Pedro Verdelho, Maria Fernanda Verdelho, Virgílio Loureiro

Pedro Verdelho, Maria Fernanda Verdelho, Virgílio Loureiro

Produzidos no Vale do Côa, em pleno Douro Superior…

… o que mais fascina nos vinhos Dona Berta…

… é a sua extraordinária vocação gastronómica!

São vinhos – quer os brancos, quer os tintos…

… que dão uma imensa vontade de comer!

Pedro Verdelho

Pedro Verdelho

De modo que, com a mais-valia da presença dos herdeiros de Hernâni Verdelho, incluindo a sua mulher Maria Fernanda e o seu filho Pedro…

… foi um desafio apaixonante fazer uma prova vertical de dois dos mais emblemáticos vinhos Dona Berta…
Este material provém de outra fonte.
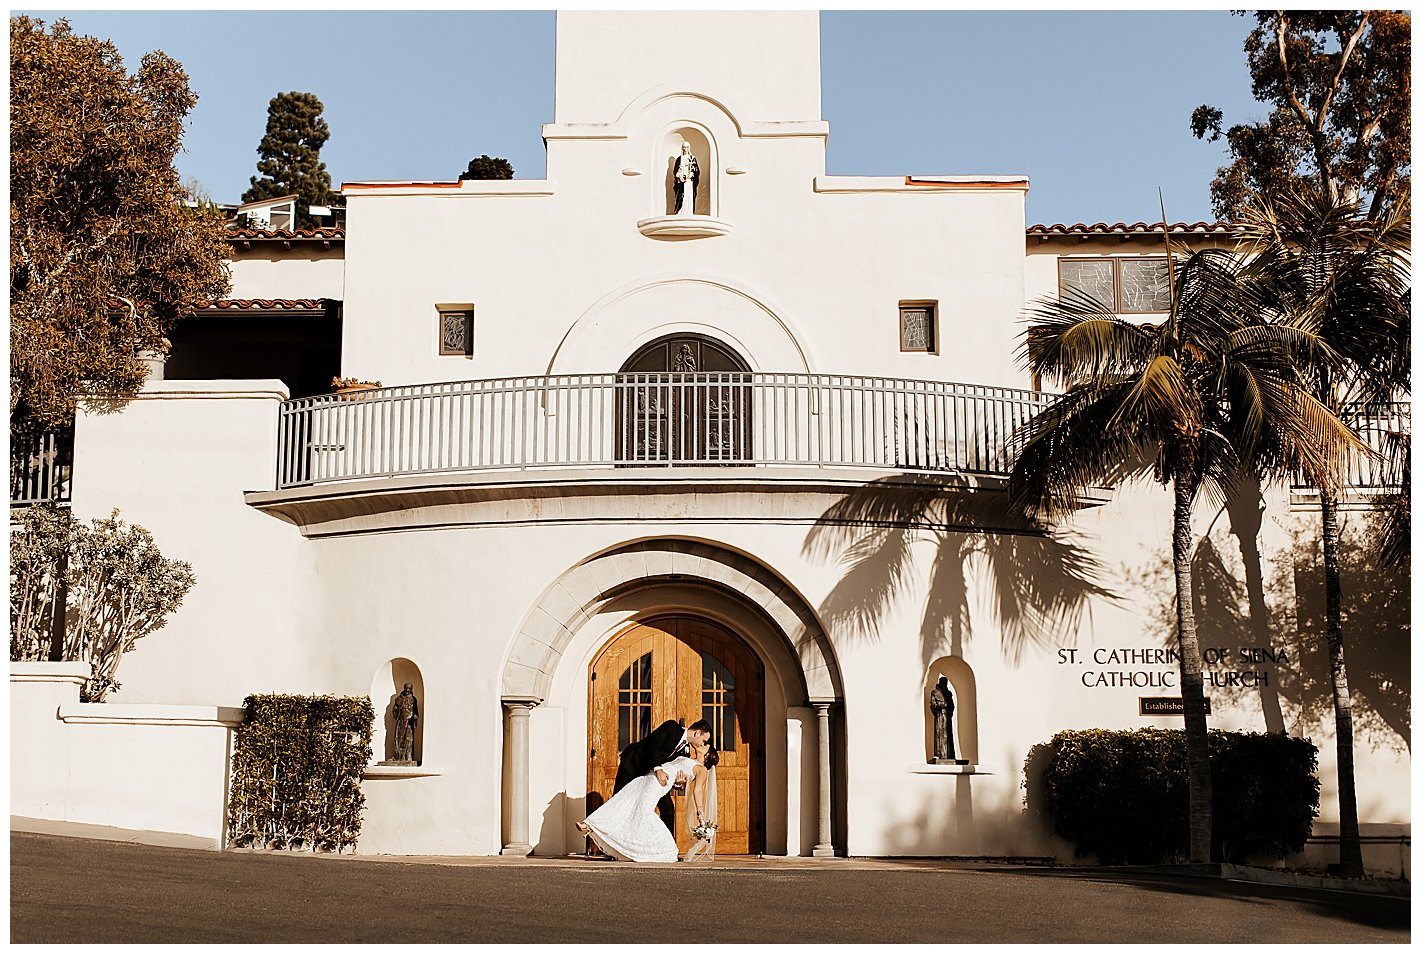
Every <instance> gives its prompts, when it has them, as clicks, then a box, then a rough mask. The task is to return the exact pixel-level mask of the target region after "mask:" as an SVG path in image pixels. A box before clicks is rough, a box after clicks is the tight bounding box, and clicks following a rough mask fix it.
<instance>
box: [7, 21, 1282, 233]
mask: <svg viewBox="0 0 1421 954" xmlns="http://www.w3.org/2000/svg"><path fill="white" fill-rule="evenodd" d="M33 16H38V17H40V18H44V20H55V18H58V17H61V16H63V17H67V18H68V20H70V23H71V26H72V27H74V28H75V30H77V31H80V33H87V34H92V36H99V37H105V38H109V40H114V41H115V44H117V45H118V50H119V53H121V54H122V55H124V60H125V64H126V65H128V68H129V70H135V68H136V67H138V61H139V58H141V57H142V54H144V53H145V51H148V50H163V51H165V53H168V54H169V55H172V57H175V58H176V60H179V61H180V63H182V64H183V65H185V68H186V70H188V75H189V78H190V82H192V87H193V90H195V91H196V92H198V94H199V97H200V98H199V102H198V108H196V109H195V111H193V112H192V115H190V117H189V132H188V136H186V141H185V144H186V152H185V154H183V155H182V156H180V158H179V162H178V165H179V169H180V171H182V173H183V175H185V176H190V178H195V179H198V181H199V182H200V183H202V185H203V186H205V188H206V189H207V191H209V193H212V196H213V198H215V199H217V200H220V202H234V200H237V199H239V198H240V195H242V192H243V191H244V189H246V188H247V183H249V179H250V176H252V175H253V173H254V172H256V161H257V155H256V146H257V142H259V141H260V138H261V134H263V131H264V127H266V107H267V101H269V100H270V98H271V97H273V95H274V94H277V92H280V91H287V90H303V91H308V92H314V94H315V95H318V97H320V98H321V101H323V102H324V105H325V119H327V122H328V124H330V127H331V139H330V142H328V144H327V145H325V148H324V149H323V152H321V156H323V159H324V161H325V165H327V169H330V172H331V176H333V179H334V181H335V182H337V183H338V182H342V181H345V182H358V181H364V179H455V178H458V175H459V173H460V172H462V171H463V169H465V166H466V165H468V161H469V159H470V158H473V156H476V155H480V154H485V152H486V154H489V155H497V156H504V158H507V159H509V161H512V162H513V168H514V171H516V173H517V176H519V178H534V179H536V178H541V176H543V175H544V151H543V141H541V135H540V128H541V125H543V124H544V122H550V121H551V118H553V44H554V14H553V13H549V11H536V10H534V11H524V10H519V11H486V10H475V11H453V10H435V11H415V13H396V11H347V10H317V11H300V13H283V11H271V10H260V11H259V10H249V11H213V13H198V11H180V10H148V11H114V10H74V11H60V10H40V11H34V13H33ZM1250 26H1252V18H1250V17H1249V18H1245V17H1235V16H1231V14H1229V13H1226V11H1222V10H1191V11H1172V13H1131V11H1093V13H1080V11H1064V10H1052V11H956V10H911V11H897V13H863V11H848V10H830V11H824V13H823V14H821V16H820V40H821V73H823V118H824V119H827V121H828V127H830V136H828V155H827V171H828V172H830V173H833V175H894V176H897V175H972V173H986V175H1013V173H1025V175H1029V176H1030V178H1032V191H1030V193H1029V195H1027V200H1026V202H1027V205H1026V216H1027V222H1029V223H1036V222H1047V223H1049V222H1067V223H1070V222H1101V220H1103V222H1120V220H1125V222H1135V220H1150V222H1157V220H1158V219H1160V198H1158V189H1160V188H1162V189H1164V198H1165V210H1167V213H1168V216H1169V219H1171V220H1189V222H1194V220H1199V219H1212V216H1211V213H1209V198H1208V186H1209V181H1211V179H1212V176H1214V171H1215V169H1216V168H1218V166H1219V165H1221V164H1222V162H1223V159H1225V158H1226V156H1225V151H1223V148H1222V144H1206V142H1199V141H1196V139H1194V138H1192V136H1191V135H1189V112H1191V111H1192V109H1194V107H1196V105H1199V104H1201V102H1209V104H1212V105H1218V107H1221V108H1222V109H1223V112H1225V121H1226V122H1235V121H1242V119H1246V118H1250V117H1259V115H1262V114H1263V112H1265V109H1263V107H1260V105H1259V104H1256V102H1255V101H1253V98H1252V95H1250V92H1249V77H1248V71H1246V68H1245V64H1243V51H1242V44H1243V37H1245V36H1246V34H1248V31H1249V28H1250Z"/></svg>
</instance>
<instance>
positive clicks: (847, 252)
mask: <svg viewBox="0 0 1421 954" xmlns="http://www.w3.org/2000/svg"><path fill="white" fill-rule="evenodd" d="M688 31H689V33H692V34H693V36H696V37H698V41H696V43H695V44H685V43H681V41H679V38H681V37H684V36H685V34H686V33H688ZM818 45H820V41H818V14H817V13H814V11H793V13H645V11H642V13H560V14H558V17H557V77H556V112H554V118H553V122H551V124H549V125H546V127H544V128H543V135H544V139H546V142H547V178H546V179H540V181H533V179H509V181H466V182H361V183H345V185H344V186H342V193H344V198H345V202H347V222H345V227H344V229H315V230H306V232H291V230H281V229H270V227H269V229H242V230H234V232H233V239H232V245H233V253H232V259H233V264H232V277H233V296H234V297H233V299H232V300H229V301H222V303H213V304H212V306H210V307H207V309H202V310H199V311H198V314H195V316H193V317H192V318H189V320H188V321H186V323H185V324H183V326H182V327H179V330H178V331H176V333H175V337H173V353H172V357H171V358H169V361H168V365H166V368H165V370H163V373H162V375H161V378H159V380H151V381H149V384H148V387H146V390H145V391H144V392H142V394H141V395H139V398H138V400H135V401H134V402H131V404H129V405H128V407H126V408H125V409H124V411H122V412H121V414H87V412H81V415H80V419H78V421H77V425H75V435H74V465H72V466H74V479H72V499H71V505H72V509H74V512H75V513H77V515H80V516H84V518H88V516H101V515H108V513H109V510H111V509H112V508H119V509H121V510H122V516H124V518H125V519H126V520H129V522H132V523H138V525H142V526H145V527H148V529H149V530H151V532H152V533H153V536H155V539H156V542H158V545H159V546H161V547H162V550H163V553H165V554H168V556H171V557H176V559H182V560H188V562H189V563H192V566H193V569H195V573H196V577H198V584H196V587H195V589H193V590H192V593H190V594H189V596H188V597H186V600H185V603H183V606H182V607H180V609H179V610H178V613H176V614H175V616H173V617H172V618H171V621H169V623H168V626H166V627H165V628H162V630H159V631H158V633H155V634H153V636H149V637H146V638H145V640H144V641H142V644H139V647H138V648H136V650H135V651H134V653H132V654H131V655H129V657H128V658H126V660H125V663H124V672H122V684H124V688H122V691H121V692H119V694H117V695H115V697H114V701H111V702H109V704H107V705H104V707H102V709H104V711H102V712H95V711H94V709H95V708H97V707H92V705H78V704H65V702H64V701H63V700H61V704H60V707H58V712H60V717H61V718H60V719H57V721H55V719H51V718H50V717H53V714H54V711H55V708H54V707H53V705H51V707H50V709H48V715H47V717H45V718H47V719H50V721H48V722H45V724H44V725H40V727H37V728H34V729H33V731H31V729H30V728H27V729H26V732H24V738H20V735H21V732H20V731H18V729H17V728H16V729H13V732H14V736H13V745H14V751H16V755H14V758H16V761H17V765H18V763H21V762H23V761H24V759H26V758H28V755H27V754H34V756H36V758H38V755H37V752H44V751H47V752H48V754H50V756H47V758H53V754H54V752H60V751H63V752H65V754H67V755H65V758H68V759H78V758H91V759H102V758H105V756H104V755H102V752H107V751H112V752H124V754H125V755H122V758H124V759H125V765H126V768H125V769H115V772H114V773H111V775H108V776H104V783H105V786H107V788H108V790H107V792H97V790H85V792H78V790H75V789H74V788H72V785H77V782H70V783H68V785H70V786H71V788H70V789H65V788H64V783H60V782H55V783H54V785H50V786H48V788H44V786H40V788H37V789H33V790H31V789H24V790H21V788H23V786H21V785H20V783H18V782H14V783H13V785H16V786H17V788H14V789H13V798H14V805H13V808H11V810H13V812H14V813H16V815H34V816H40V818H68V819H71V820H87V822H97V823H105V825H117V826H122V827H145V829H156V830H182V832H189V833H196V835H207V833H210V835H213V837H216V839H220V837H222V830H223V829H222V826H223V800H222V790H223V783H225V782H223V779H225V778H226V776H225V771H226V766H225V761H223V759H226V758H227V752H226V749H225V748H223V745H225V739H227V738H229V736H227V732H230V722H232V718H233V717H232V715H230V712H232V711H233V709H232V707H240V705H242V701H243V698H244V697H247V695H249V694H252V692H297V694H337V695H369V697H371V698H372V701H374V704H375V712H377V742H375V761H387V762H388V761H392V759H391V752H392V751H394V748H392V746H394V732H392V728H391V727H392V725H394V722H392V711H394V709H392V704H394V700H395V697H396V694H399V691H401V687H402V685H404V684H406V682H409V684H411V685H412V688H414V694H415V697H416V698H418V705H419V714H421V719H419V724H418V728H416V731H415V735H414V738H412V741H411V745H412V754H411V759H409V761H411V762H414V765H384V766H381V765H371V766H369V769H368V771H367V775H365V779H364V782H362V790H364V793H365V798H367V809H365V818H364V827H362V830H361V836H360V849H358V850H360V852H362V853H411V854H497V853H514V854H519V853H522V854H526V853H536V854H539V856H557V854H571V853H583V852H584V850H585V840H584V837H583V836H581V835H580V833H578V832H577V829H576V825H577V823H578V822H581V820H583V819H584V818H585V815H587V813H588V812H590V810H591V809H593V808H595V805H597V803H600V802H601V800H603V799H605V798H607V796H608V795H610V793H611V786H612V779H614V776H615V772H617V754H618V751H620V749H621V748H624V746H625V745H627V744H628V742H631V741H634V739H637V738H639V736H641V735H642V734H645V732H647V731H648V729H649V728H652V727H655V725H658V724H659V722H661V721H664V719H682V721H685V722H686V724H689V722H693V721H696V719H702V718H703V719H706V721H709V722H711V725H712V731H713V738H715V741H716V742H718V744H719V746H720V751H722V761H720V765H719V769H718V772H719V798H720V837H719V842H720V843H719V850H720V852H722V853H730V854H733V853H750V854H755V853H766V854H782V856H783V854H787V856H810V854H813V856H827V854H838V856H844V854H853V856H1054V857H1057V859H1060V860H1061V862H1069V860H1070V859H1071V849H1070V846H1069V845H1066V843H1064V842H1060V840H1059V839H1056V837H1054V836H1053V835H1050V833H1049V832H1047V830H1043V829H1042V826H1040V822H1039V820H1037V819H1036V818H1033V816H1030V815H1026V813H1023V802H1022V796H1023V793H1022V771H1023V763H1025V761H1026V756H1027V752H1029V751H1030V749H1032V746H1033V745H1037V744H1042V742H1046V741H1047V739H1050V738H1052V735H1054V734H1056V732H1059V731H1061V729H1069V728H1093V727H1101V728H1125V729H1128V728H1140V727H1150V725H1154V727H1164V728H1179V727H1181V725H1182V719H1181V717H1179V712H1178V708H1177V705H1174V704H1172V701H1177V698H1178V695H1179V685H1178V660H1177V657H1175V651H1174V648H1172V645H1174V640H1172V627H1171V603H1169V600H1171V597H1172V577H1171V574H1169V573H1171V562H1169V532H1171V508H1169V498H1168V495H1167V493H1164V492H1162V491H1161V489H1160V488H1157V486H1152V485H1142V486H1125V488H1121V489H1101V491H1100V493H1098V496H1097V498H1096V499H1093V500H1090V502H1088V506H1086V508H1083V509H1081V510H1079V512H1077V513H1076V515H1074V518H1073V519H1071V520H1070V522H1069V525H1063V526H1059V527H1057V530H1059V535H1057V536H1054V537H1053V536H1042V535H1036V533H1023V532H1022V527H1020V526H1017V525H1016V523H1013V522H1012V520H1010V519H1009V518H1006V516H1005V510H1003V508H1002V498H1003V488H1005V475H1006V458H1005V446H1006V442H1007V439H1009V438H1010V435H1012V432H1013V429H1015V428H1017V427H1019V425H1020V424H1022V422H1025V421H1026V419H1029V418H1030V415H1033V414H1034V412H1036V411H1037V409H1039V408H1042V407H1043V405H1044V402H1047V401H1049V395H1044V394H1042V392H1040V391H1039V388H1033V382H1032V381H1030V380H1029V378H1027V377H1026V375H1025V373H1023V371H1022V370H1020V365H1019V361H1017V350H1019V347H1020V341H1022V334H1023V328H1025V326H1023V313H1025V310H1026V307H1027V306H1029V304H1030V303H1032V301H1034V300H1039V299H1042V297H1052V296H1056V294H1057V289H1059V287H1067V286H1069V287H1086V289H1087V290H1090V291H1093V293H1097V294H1100V296H1104V297H1106V300H1107V301H1108V300H1113V301H1114V303H1115V306H1117V309H1118V310H1121V311H1123V313H1130V314H1138V316H1141V318H1142V320H1148V321H1157V320H1160V317H1161V313H1164V311H1167V310H1168V279H1167V277H1165V274H1167V273H1165V272H1164V253H1165V243H1164V235H1165V226H1162V225H1157V226H1144V225H1140V226H1032V227H1027V225H1026V219H1025V199H1026V191H1027V185H1029V183H1027V179H1026V176H1025V175H992V176H978V175H973V176H963V175H946V176H944V175H932V176H914V175H905V176H897V178H861V176H831V175H826V172H824V154H826V145H827V138H828V125H827V124H826V122H824V121H823V119H821V117H820V55H818ZM1169 237H1171V245H1172V247H1175V249H1199V247H1215V246H1218V247H1229V246H1231V243H1232V236H1231V233H1229V232H1228V229H1226V226H1212V225H1196V226H1169ZM333 374H340V375H342V377H357V378H362V380H368V381H378V382H382V385H384V387H381V388H378V390H371V391H364V392H358V394H334V395H333V394H324V391H327V390H328V388H327V387H325V381H328V380H330V377H331V375H333ZM158 377H159V375H155V378H158ZM1349 499H1350V500H1351V509H1349V510H1347V512H1346V515H1344V516H1346V519H1347V522H1349V533H1350V535H1351V536H1353V537H1356V536H1360V530H1361V529H1363V527H1364V522H1366V519H1367V518H1368V513H1370V509H1368V508H1370V503H1368V499H1370V498H1368V496H1367V493H1366V492H1363V491H1357V492H1354V493H1351V495H1350V496H1349ZM1258 520H1259V527H1258V533H1256V540H1258V545H1256V553H1258V556H1259V559H1260V560H1262V567H1263V570H1262V579H1263V581H1265V583H1266V586H1268V597H1269V600H1270V604H1272V606H1275V607H1276V613H1275V618H1273V621H1272V630H1270V633H1269V637H1268V640H1260V638H1259V637H1258V636H1255V634H1253V631H1252V630H1249V628H1248V626H1246V621H1245V623H1239V617H1238V616H1236V614H1235V616H1232V617H1229V616H1228V614H1223V616H1216V617H1209V614H1208V613H1204V614H1202V616H1201V620H1202V623H1201V624H1202V627H1204V628H1202V631H1201V637H1202V638H1204V641H1205V645H1206V647H1208V650H1209V651H1208V653H1206V661H1205V670H1206V674H1205V675H1206V685H1205V691H1206V694H1208V695H1209V701H1211V717H1209V724H1211V727H1215V728H1233V729H1245V731H1258V732H1262V731H1279V729H1286V731H1287V732H1289V734H1293V735H1304V736H1309V738H1312V739H1313V741H1314V742H1316V744H1317V746H1319V749H1320V766H1319V776H1320V779H1322V785H1323V800H1322V815H1320V818H1319V822H1317V825H1316V826H1314V835H1317V836H1319V839H1317V842H1316V846H1314V847H1316V850H1317V852H1323V853H1326V850H1327V847H1326V843H1327V837H1324V836H1326V835H1327V833H1329V832H1331V833H1334V832H1336V822H1337V799H1336V762H1334V746H1333V741H1331V734H1330V724H1331V715H1330V695H1327V685H1326V677H1319V678H1314V677H1313V675H1310V674H1312V672H1316V671H1317V667H1326V645H1324V643H1323V641H1322V637H1320V636H1319V631H1320V630H1319V626H1317V624H1316V618H1317V614H1319V613H1320V610H1317V607H1316V606H1314V603H1316V601H1319V600H1320V596H1316V597H1314V596H1313V593H1314V591H1316V593H1319V594H1320V586H1314V584H1313V581H1312V579H1313V577H1312V576H1309V574H1312V573H1314V569H1313V567H1314V566H1316V564H1317V557H1316V554H1314V549H1316V530H1314V527H1316V525H1317V512H1316V505H1314V498H1312V496H1310V495H1309V492H1307V491H1306V489H1303V488H1286V486H1285V488H1279V489H1275V491H1268V492H1265V495H1263V499H1262V500H1260V502H1259V508H1258ZM1195 529H1196V532H1198V533H1201V535H1204V537H1202V539H1204V540H1205V542H1206V543H1208V549H1209V553H1211V554H1212V557H1214V559H1215V560H1216V562H1218V564H1219V567H1222V573H1221V576H1219V580H1221V583H1219V586H1221V587H1223V590H1225V591H1228V596H1229V599H1231V600H1233V603H1232V606H1238V600H1243V606H1245V607H1246V597H1245V596H1242V594H1241V593H1236V591H1233V590H1229V589H1228V587H1229V586H1236V587H1238V589H1242V584H1241V583H1238V580H1242V570H1241V569H1238V567H1239V566H1242V557H1241V556H1239V553H1241V549H1239V542H1238V539H1236V537H1235V535H1233V530H1232V527H1231V518H1229V516H1228V515H1222V516H1221V515H1219V513H1218V512H1216V508H1214V506H1212V505H1205V503H1201V508H1199V512H1198V513H1196V520H1195ZM1366 576H1367V577H1368V579H1370V580H1371V583H1373V584H1376V586H1383V584H1384V580H1383V579H1381V577H1384V576H1385V573H1383V572H1380V570H1377V572H1373V570H1368V573H1367V574H1366ZM1401 593H1403V594H1405V593H1408V590H1407V589H1405V587H1403V590H1401ZM1405 599H1408V597H1405ZM1216 606H1218V600H1215V601H1211V603H1209V607H1211V609H1212V607H1216ZM1368 606H1373V603H1368ZM1404 606H1405V613H1410V604H1408V603H1405V604H1404ZM1363 613H1364V610H1361V609H1358V610H1357V611H1356V616H1354V617H1353V621H1354V626H1353V628H1354V630H1357V637H1356V638H1357V640H1358V641H1360V644H1358V645H1360V648H1358V650H1357V655H1358V658H1366V660H1367V665H1370V667H1371V670H1373V671H1376V672H1384V674H1387V675H1385V677H1377V678H1376V680H1373V681H1370V682H1368V681H1367V677H1364V675H1360V677H1358V680H1357V682H1358V685H1356V687H1354V688H1356V691H1357V695H1358V717H1357V718H1358V741H1357V778H1358V796H1360V810H1361V820H1363V835H1364V836H1366V840H1367V862H1368V867H1370V869H1373V870H1401V869H1404V867H1407V866H1408V862H1407V857H1408V846H1410V749H1408V745H1407V739H1408V738H1410V708H1408V698H1410V682H1408V680H1410V675H1408V674H1410V650H1408V647H1407V641H1405V638H1407V637H1401V638H1400V640H1394V638H1393V637H1394V634H1390V636H1388V633H1390V631H1388V630H1387V628H1385V627H1387V626H1393V627H1394V626H1398V624H1400V623H1397V621H1395V620H1393V621H1390V623H1388V621H1387V620H1370V618H1366V617H1364V616H1363ZM1211 626H1212V628H1209V627H1211ZM1363 630H1366V631H1363ZM1384 637H1385V638H1384ZM1349 638H1351V636H1349ZM1368 640H1371V643H1368ZM1263 643H1266V644H1263ZM1351 651H1353V650H1351V648H1350V647H1349V653H1351ZM1320 671H1323V672H1326V668H1323V670H1320ZM13 678H14V677H13ZM24 685H26V687H28V684H24ZM26 691H27V692H38V691H40V690H36V688H33V687H28V688H26ZM70 691H72V688H71V690H70ZM20 698H21V697H20V695H18V691H17V695H16V700H17V701H16V705H20V702H18V700H20ZM944 700H946V701H948V704H949V708H951V715H948V717H946V718H944V717H942V714H941V711H942V704H944ZM935 708H936V709H938V712H935ZM65 714H68V715H65ZM183 714H186V715H183ZM180 717H183V718H188V722H183V721H182V718H180ZM16 718H17V719H18V718H20V717H18V715H17V717H16ZM26 718H28V717H26ZM26 725H28V722H26ZM203 727H207V728H206V729H205V728H203ZM183 729H186V731H189V732H190V734H189V735H182V731H183ZM203 731H206V732H210V736H207V735H205V736H202V738H203V739H207V738H215V739H223V742H217V744H216V745H215V746H212V745H209V742H206V741H195V739H198V735H192V734H198V732H203ZM85 734H88V735H85ZM102 734H109V735H102ZM145 734H146V735H145ZM159 734H166V735H162V736H161V738H163V739H166V741H163V742H162V744H161V745H159V744H156V742H155V744H151V742H146V741H145V739H149V738H153V739H156V738H159ZM101 735H102V738H104V739H107V741H104V742H102V744H101V742H99V741H98V739H101ZM105 746H108V748H105ZM115 746H117V748H115ZM124 746H128V748H124ZM145 746H146V748H145ZM31 749H33V752H31ZM115 758H118V756H115ZM16 776H18V769H16ZM139 776H145V779H146V781H142V779H139ZM115 778H118V779H119V781H118V782H115V781H114V779H115ZM125 779H128V781H125ZM159 782H161V785H159ZM144 783H146V785H148V786H149V788H139V786H141V785H144ZM115 786H117V788H115ZM124 786H131V788H132V789H134V790H132V792H128V795H125V790H126V789H124ZM153 786H156V788H158V789H161V790H153ZM31 788H33V786H31ZM682 840H685V836H682ZM682 847H685V846H682ZM1333 850H1334V849H1333ZM1388 852H1390V854H1388Z"/></svg>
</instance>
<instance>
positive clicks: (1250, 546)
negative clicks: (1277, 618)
mask: <svg viewBox="0 0 1421 954" xmlns="http://www.w3.org/2000/svg"><path fill="white" fill-rule="evenodd" d="M1223 506H1226V508H1228V512H1229V525H1231V527H1232V530H1233V537H1235V539H1236V540H1238V542H1239V556H1241V557H1242V559H1243V583H1245V586H1246V587H1248V621H1249V630H1252V634H1253V644H1255V645H1259V647H1265V648H1272V645H1273V627H1272V624H1270V623H1269V616H1268V599H1266V597H1265V596H1263V557H1262V554H1260V553H1259V550H1258V535H1259V532H1260V530H1262V527H1263V492H1262V482H1260V481H1259V476H1258V473H1252V472H1249V473H1242V475H1241V476H1239V481H1238V482H1236V483H1235V485H1233V486H1232V488H1229V492H1228V496H1226V498H1225V500H1223ZM1258 665H1259V668H1260V670H1263V672H1265V674H1266V675H1268V682H1265V684H1262V685H1259V687H1258V701H1259V705H1260V707H1262V708H1263V728H1265V729H1266V731H1268V732H1269V734H1272V735H1285V734H1286V732H1287V727H1286V724H1285V722H1283V705H1282V701H1280V700H1279V692H1277V665H1276V664H1273V663H1259V664H1258Z"/></svg>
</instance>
… o Rabigato Reserva e o Tinto Reserva!

Tendo sido possível acompanhar e perceber...

... a sua evolução em garrafa!

A sessão decorreu em Lisboa, no espaço TINTOS E TINTAS…

… e foi dirigida enólogo da casa duriense, o Prof. Virgílio Loureiro.

Virgílio Loureiro

Virgílio Loureiro

Começando pelos brancos...

... o varietal de Rabigato, produzido de forma minimalista na Quinta do Carrenho, em busca da autenticidade da casta e do terroir...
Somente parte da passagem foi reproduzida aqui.